"By The Way" des Red Hot a 20 ans : un album mou du genou, vraiment ?

Plus doux, plus pop et davantage porté sur les ballades, le huitième album des Californiens, publié le 8 juillet 2002, a longtemps été décrié malgré 2 millions d’exemplaires écoulés et la présence de quelques tubes conçus pour faire vibrer les foules. Vingt ans après sa sortie, tentative de réconciliation.
  • C'est un riff de guitare mythique, un riff aussi doux que flamboyant, un riff aujourd'hui connu de tous et toujours autant joué par des centaines d'apprentis guitar-héros. Ce riff, c'est celui qui ouvre « By The Way », le temps d'une chanson-titre qui rappelle que l'on est ici entre amis, en compagnie de musiciens dont on connaît le style, dont on apprécie les gimmicks (dans la voix d'Anthony Kiedis comme dans le jeu de Flea), le tout avec cette évidence mélodique à laquelle il semble impossible d'échapper.

    Le reste de ce huitième album est à l'avenant, et prouve que les Red Hot, à défaut d'inventer la poudre sur des morceaux aux airs familiers, supportent toujours aussi mal la poussière. Alors, certes, le style des Californiens est figé ici dans une esthétique précise, mais l’erreur serait de considérer leur musique comme un musée que l'on visite par curiosité, pour passer le temps en étant certain de ne rien en retirer.
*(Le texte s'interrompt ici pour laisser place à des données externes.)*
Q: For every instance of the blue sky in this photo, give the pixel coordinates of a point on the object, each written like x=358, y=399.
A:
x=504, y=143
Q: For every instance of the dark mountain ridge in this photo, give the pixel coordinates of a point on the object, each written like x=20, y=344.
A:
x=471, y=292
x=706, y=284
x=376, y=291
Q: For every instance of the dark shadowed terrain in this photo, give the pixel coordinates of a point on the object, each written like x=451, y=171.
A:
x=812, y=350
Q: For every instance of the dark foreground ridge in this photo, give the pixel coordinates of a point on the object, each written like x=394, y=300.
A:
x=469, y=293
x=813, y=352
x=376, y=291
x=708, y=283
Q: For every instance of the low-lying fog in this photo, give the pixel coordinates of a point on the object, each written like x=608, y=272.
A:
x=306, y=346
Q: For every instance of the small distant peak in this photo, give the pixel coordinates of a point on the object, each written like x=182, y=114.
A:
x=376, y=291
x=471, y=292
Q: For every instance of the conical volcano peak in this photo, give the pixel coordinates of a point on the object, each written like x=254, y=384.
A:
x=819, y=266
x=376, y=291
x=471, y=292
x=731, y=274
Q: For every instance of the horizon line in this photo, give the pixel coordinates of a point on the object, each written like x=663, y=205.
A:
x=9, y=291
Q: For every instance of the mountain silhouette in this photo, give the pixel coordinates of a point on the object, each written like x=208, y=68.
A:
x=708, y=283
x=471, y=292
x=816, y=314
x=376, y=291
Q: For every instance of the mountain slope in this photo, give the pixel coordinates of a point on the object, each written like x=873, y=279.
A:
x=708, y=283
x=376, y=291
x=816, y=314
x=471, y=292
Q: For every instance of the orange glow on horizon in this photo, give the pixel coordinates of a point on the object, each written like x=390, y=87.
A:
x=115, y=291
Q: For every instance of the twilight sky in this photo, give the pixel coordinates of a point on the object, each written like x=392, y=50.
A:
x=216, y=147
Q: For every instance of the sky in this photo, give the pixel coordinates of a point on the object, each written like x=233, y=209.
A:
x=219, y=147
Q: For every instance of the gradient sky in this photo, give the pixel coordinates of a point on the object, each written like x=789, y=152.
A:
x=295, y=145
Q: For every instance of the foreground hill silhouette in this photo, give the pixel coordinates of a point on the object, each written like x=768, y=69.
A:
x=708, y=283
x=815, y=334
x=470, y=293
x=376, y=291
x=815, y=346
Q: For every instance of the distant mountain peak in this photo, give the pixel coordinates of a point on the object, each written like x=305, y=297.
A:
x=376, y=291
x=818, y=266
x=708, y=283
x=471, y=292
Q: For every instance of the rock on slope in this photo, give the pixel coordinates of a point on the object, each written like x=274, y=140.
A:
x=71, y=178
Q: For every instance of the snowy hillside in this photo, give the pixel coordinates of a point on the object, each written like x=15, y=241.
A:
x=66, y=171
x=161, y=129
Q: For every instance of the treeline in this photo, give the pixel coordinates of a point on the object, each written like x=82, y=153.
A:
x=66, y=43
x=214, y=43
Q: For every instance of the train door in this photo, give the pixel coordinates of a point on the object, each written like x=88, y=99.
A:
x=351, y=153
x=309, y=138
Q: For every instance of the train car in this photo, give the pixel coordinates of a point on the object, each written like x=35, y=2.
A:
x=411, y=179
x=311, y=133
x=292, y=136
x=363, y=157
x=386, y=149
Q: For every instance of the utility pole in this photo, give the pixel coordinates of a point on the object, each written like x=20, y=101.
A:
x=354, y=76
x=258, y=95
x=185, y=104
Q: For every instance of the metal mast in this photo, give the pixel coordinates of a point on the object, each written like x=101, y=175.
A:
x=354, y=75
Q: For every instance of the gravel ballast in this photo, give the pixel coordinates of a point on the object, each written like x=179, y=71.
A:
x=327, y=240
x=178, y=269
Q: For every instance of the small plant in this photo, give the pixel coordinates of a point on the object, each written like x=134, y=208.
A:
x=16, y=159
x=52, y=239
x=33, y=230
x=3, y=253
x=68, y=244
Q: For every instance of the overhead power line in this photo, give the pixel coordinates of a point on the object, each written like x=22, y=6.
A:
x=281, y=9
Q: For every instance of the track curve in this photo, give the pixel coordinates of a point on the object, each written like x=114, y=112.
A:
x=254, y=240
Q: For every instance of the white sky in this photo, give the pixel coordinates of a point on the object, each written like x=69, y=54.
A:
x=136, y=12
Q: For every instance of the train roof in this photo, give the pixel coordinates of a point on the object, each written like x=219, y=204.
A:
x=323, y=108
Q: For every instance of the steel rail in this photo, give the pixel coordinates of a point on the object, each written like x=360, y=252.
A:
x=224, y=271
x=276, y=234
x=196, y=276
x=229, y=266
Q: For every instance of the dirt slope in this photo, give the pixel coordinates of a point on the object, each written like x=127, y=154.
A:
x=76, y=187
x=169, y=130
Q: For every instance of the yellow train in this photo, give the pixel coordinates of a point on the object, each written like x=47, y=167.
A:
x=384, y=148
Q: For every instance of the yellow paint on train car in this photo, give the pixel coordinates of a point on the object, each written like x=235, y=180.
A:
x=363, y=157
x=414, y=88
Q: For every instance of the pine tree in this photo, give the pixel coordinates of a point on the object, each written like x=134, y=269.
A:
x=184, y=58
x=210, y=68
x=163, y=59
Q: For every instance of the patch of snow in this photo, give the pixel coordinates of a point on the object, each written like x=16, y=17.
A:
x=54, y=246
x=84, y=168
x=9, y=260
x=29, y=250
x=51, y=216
    Sur bien des points, c’est un groupe particulièrement en forme que l'on retrouve sur « By The Way », dans la droite lignée de « Californication », voire de « One Hot Minute » quoique enregistré dans des conditions plus difficiles : « Il y avait des tensions dans le groupe, des tensions entre moi et John, racontait Flea en 2006. D'un point de vue créatif je ne me sentais pas à l'aise à l'intérieur du groupe. Je ne me sentais pas libre de m'exprimer ». Paradoxalement, « By The Way » est peut-être le plus doux, le plus candide et le plus apaisé des albums des Red Hot.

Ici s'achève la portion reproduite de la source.